EULEN Servicios Sociosanitarios, perteneciente al Grupo EULEN, con una experiencia de 30 años y recientemente certificada con el Sello de Excelencia EFQM 600+, ha celebrado recientemente en Valencia la II Jornada de Ética en Servicios Sociosanitarios.

El encuentro, organizado por el Grupo de Reflexión de Levante de la compañía, con el apoyo del Comité de Ética Asistencial de EULEN Servicios Sociosanitarios (CEAS), ha querido profundizar en los problemas éticos que se encuentran los profesionales que trabajan con colectivos vulnerables, como personas con enfermedad mental, personas con diversidad funcional, personas mayores, menores, mujer y familia, entre otros.
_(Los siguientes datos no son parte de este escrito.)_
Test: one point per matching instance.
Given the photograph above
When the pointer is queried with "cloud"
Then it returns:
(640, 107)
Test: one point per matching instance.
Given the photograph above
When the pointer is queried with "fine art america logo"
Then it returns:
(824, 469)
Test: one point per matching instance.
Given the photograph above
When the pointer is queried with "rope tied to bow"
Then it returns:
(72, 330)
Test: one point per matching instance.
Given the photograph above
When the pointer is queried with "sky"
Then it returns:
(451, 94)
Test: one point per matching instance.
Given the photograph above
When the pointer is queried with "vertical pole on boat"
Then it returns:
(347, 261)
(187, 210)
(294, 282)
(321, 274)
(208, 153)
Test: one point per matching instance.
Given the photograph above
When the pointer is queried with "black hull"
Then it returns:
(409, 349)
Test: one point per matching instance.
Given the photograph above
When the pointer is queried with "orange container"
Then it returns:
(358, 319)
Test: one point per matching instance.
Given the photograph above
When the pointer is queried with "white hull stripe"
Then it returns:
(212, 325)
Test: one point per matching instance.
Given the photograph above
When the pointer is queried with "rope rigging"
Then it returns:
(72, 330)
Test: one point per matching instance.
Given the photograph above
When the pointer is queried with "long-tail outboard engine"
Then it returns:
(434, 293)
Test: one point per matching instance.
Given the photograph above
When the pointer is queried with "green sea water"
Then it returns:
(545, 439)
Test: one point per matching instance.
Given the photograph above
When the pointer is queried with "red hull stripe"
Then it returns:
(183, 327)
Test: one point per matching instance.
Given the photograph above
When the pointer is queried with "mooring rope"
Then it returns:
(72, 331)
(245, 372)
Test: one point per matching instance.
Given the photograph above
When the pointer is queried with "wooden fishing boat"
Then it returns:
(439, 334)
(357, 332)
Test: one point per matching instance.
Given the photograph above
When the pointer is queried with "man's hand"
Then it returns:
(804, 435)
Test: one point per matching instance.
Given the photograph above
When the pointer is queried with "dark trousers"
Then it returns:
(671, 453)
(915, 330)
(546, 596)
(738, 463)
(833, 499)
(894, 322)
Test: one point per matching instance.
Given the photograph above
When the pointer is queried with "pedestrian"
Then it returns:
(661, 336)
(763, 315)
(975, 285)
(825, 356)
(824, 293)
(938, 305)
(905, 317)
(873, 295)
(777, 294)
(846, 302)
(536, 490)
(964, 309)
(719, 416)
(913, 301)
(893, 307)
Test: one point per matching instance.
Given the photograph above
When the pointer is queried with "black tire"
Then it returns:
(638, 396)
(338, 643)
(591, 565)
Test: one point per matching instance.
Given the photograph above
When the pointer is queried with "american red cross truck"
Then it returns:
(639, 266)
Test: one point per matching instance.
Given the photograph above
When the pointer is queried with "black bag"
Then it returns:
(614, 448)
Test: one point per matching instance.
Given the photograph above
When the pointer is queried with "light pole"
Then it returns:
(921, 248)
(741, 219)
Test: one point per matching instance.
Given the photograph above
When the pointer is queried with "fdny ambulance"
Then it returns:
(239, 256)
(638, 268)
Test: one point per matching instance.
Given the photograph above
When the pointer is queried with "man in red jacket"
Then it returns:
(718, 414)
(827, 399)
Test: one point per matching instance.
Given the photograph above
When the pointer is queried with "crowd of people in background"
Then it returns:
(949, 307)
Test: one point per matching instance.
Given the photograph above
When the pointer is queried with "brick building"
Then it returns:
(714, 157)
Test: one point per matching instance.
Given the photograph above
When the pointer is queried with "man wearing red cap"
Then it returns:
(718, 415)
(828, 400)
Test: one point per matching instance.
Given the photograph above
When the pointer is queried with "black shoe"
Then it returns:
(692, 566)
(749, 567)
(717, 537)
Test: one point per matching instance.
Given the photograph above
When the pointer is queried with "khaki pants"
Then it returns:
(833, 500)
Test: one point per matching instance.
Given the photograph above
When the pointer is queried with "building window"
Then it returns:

Bajo el lema “Acompañamiento a los equipos de intervención social”, la Jornada se inició con una presentación de Zulima Pérez -de la Dirección General de Coordinación de Diálogo Social de la Generalitat Valencia- y Lorena Guillem -Gerente de Levante de EULEN Sociosanitarios-. Ambas destacaron la importancia de valorar el compromiso de las empresas con temas bioéticos, de calidad y de responsabilidad social corporativa, restando relevancia a los temas de oferta económica que no aseguran unos cuidados excelentes.

En la primera mesa, participaron Juan José Soler -Vocal del Comité de Bioética del Hospital General Universitario Valencia-, José Ma del Toro -Presidente de Aerte-, José Luis García – Coordinador de las aulas de la experiencia de la UCH-CEU- y Salomé Martín -Presidenta del Comité de Ética de EULEN Sociosanitarios-, dialogando sobre varias cuestiones como los problemas éticos que se encuentran los profesionales en su día a día o las medidas que es necesario implementar para dar apoyo a estos equipos.

Tras dos horas de participación y debate, se dio paso a una conferencia magistral de Begoña Román -Doctora en Filosofía Universidad de Barcelona, Cátedra de Ética de la Universidad Ramón Lull y experta en ética en servicios sociales titulada “Ética en entornos de vulnerabilidad social”.

El cierre de la Jornada corrió a cargo de María José Perruca, coordinadora del Grupo de Reflexión Ética de Levante que terminó con una frase que resume toda la Jornada: “Que la presencia nunca sea un lujo”.